A strategy for this could be to intially offer something of value to the
marketplace driver without the need for the other side. So they get value
without having to conclude a transaction.

Then eventually transition to the marketplace business model.

Another tip would be to focus. like around a geographic location, product or
niche service. Then expand out from there.

------
siquick
Which vertical are you working in?

In 99% of cases you're going to need to seed the initial
content/products/services.

\- The two Reddit founders created thousands of accounts and posted all the
content, this gives the idea of 'busyness'

\- The Paypal founders made a ton of eBay listings themselves and set Paypal
as the payment method, to increase awareness.

\- Airbnb seeded their initial content by posting listings of the properties
on Craigslist and included a link back to Airbnb.
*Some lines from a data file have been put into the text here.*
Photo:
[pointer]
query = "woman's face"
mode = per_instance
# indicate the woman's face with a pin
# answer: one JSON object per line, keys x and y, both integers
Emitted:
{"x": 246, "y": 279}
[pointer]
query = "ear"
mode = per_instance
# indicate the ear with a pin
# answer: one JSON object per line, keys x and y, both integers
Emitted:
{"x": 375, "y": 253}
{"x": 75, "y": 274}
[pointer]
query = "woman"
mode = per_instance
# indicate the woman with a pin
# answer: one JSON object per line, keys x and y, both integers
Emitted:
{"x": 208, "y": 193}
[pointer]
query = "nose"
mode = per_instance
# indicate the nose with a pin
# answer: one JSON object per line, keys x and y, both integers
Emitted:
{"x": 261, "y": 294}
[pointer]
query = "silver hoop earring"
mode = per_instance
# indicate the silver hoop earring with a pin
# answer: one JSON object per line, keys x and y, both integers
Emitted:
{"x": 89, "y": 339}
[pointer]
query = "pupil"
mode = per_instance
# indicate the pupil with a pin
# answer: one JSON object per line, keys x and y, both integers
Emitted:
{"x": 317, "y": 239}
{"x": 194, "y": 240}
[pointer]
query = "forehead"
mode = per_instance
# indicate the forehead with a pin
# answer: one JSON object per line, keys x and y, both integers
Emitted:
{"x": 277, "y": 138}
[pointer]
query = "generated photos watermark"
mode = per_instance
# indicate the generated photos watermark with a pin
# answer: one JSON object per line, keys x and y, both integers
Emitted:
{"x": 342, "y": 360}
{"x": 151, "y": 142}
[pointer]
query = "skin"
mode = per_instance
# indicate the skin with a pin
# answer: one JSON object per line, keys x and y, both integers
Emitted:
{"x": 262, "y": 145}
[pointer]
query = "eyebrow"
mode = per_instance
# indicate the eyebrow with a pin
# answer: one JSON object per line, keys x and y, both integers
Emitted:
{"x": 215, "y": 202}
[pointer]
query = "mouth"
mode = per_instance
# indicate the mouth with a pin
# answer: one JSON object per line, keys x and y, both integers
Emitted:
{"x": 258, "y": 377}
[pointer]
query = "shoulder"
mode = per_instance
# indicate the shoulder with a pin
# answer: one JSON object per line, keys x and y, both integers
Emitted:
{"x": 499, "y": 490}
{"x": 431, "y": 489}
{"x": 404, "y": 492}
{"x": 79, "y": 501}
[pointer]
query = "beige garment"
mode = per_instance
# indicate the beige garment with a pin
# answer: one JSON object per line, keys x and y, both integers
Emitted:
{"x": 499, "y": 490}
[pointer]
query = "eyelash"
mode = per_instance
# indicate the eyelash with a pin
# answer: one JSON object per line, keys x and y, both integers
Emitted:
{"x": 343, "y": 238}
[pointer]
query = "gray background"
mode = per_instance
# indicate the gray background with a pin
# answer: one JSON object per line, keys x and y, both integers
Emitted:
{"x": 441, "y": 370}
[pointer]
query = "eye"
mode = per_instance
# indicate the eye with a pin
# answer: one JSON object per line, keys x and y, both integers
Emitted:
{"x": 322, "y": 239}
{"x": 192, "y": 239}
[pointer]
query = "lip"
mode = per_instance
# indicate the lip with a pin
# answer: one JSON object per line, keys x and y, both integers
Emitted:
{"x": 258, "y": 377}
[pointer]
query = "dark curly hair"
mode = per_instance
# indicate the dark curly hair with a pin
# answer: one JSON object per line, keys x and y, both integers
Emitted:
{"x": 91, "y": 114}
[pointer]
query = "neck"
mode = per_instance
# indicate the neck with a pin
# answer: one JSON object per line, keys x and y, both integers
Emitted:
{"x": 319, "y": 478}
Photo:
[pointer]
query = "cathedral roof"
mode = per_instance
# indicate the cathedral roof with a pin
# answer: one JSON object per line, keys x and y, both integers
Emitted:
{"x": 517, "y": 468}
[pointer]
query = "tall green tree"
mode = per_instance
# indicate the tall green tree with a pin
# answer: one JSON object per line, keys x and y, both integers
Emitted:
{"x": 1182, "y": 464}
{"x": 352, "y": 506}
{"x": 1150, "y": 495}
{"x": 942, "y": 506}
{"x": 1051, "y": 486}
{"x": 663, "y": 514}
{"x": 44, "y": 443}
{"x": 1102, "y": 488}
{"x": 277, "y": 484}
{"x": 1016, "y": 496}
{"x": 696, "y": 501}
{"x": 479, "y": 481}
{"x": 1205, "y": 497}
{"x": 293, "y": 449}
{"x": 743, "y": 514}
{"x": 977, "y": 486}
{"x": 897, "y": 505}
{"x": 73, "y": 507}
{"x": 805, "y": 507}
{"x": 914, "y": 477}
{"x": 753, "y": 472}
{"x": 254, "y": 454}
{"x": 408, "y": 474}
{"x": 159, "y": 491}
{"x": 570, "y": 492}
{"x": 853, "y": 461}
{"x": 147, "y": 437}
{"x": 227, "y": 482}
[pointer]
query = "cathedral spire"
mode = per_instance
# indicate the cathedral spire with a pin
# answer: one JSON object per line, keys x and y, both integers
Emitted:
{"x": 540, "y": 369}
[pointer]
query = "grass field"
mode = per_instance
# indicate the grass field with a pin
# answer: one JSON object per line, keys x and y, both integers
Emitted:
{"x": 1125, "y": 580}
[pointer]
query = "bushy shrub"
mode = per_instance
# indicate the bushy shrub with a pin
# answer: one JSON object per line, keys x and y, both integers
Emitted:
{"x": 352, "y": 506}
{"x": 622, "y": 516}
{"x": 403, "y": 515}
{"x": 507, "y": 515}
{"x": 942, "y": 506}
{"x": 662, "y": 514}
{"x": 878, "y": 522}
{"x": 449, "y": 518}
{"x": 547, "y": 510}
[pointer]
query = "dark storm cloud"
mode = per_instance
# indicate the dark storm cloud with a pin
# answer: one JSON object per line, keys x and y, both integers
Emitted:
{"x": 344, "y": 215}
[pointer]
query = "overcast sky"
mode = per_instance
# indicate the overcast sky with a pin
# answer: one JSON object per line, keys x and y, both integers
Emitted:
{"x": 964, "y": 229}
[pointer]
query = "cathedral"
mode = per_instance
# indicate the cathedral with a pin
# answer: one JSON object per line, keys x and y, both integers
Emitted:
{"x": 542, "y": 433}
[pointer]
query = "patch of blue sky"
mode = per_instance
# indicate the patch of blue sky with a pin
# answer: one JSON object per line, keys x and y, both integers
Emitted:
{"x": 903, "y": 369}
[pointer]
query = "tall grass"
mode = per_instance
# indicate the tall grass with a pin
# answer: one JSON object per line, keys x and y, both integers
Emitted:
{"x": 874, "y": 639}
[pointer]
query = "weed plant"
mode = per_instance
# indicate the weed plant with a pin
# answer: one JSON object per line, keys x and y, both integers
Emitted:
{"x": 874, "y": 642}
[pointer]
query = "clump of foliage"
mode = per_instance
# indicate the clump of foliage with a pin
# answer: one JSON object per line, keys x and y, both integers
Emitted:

But just throwing money and/or resources at a problem doesn't prove that
you're actually creating a sustainable business solving a real-world problem
that people have.

------
dvt
Cheat. Like pg would say, "do stuff that doesn't scale" \-- this means:

\- Paying for quality content. If you're starting a blogging platform (e.g.
Medium) and no one is reading it, you need to get some high quality content on
there. Pay some top bloggers or people with social followings to write
something on your site.

\- Paying for traffic. If you built a cool social platform, you can "force"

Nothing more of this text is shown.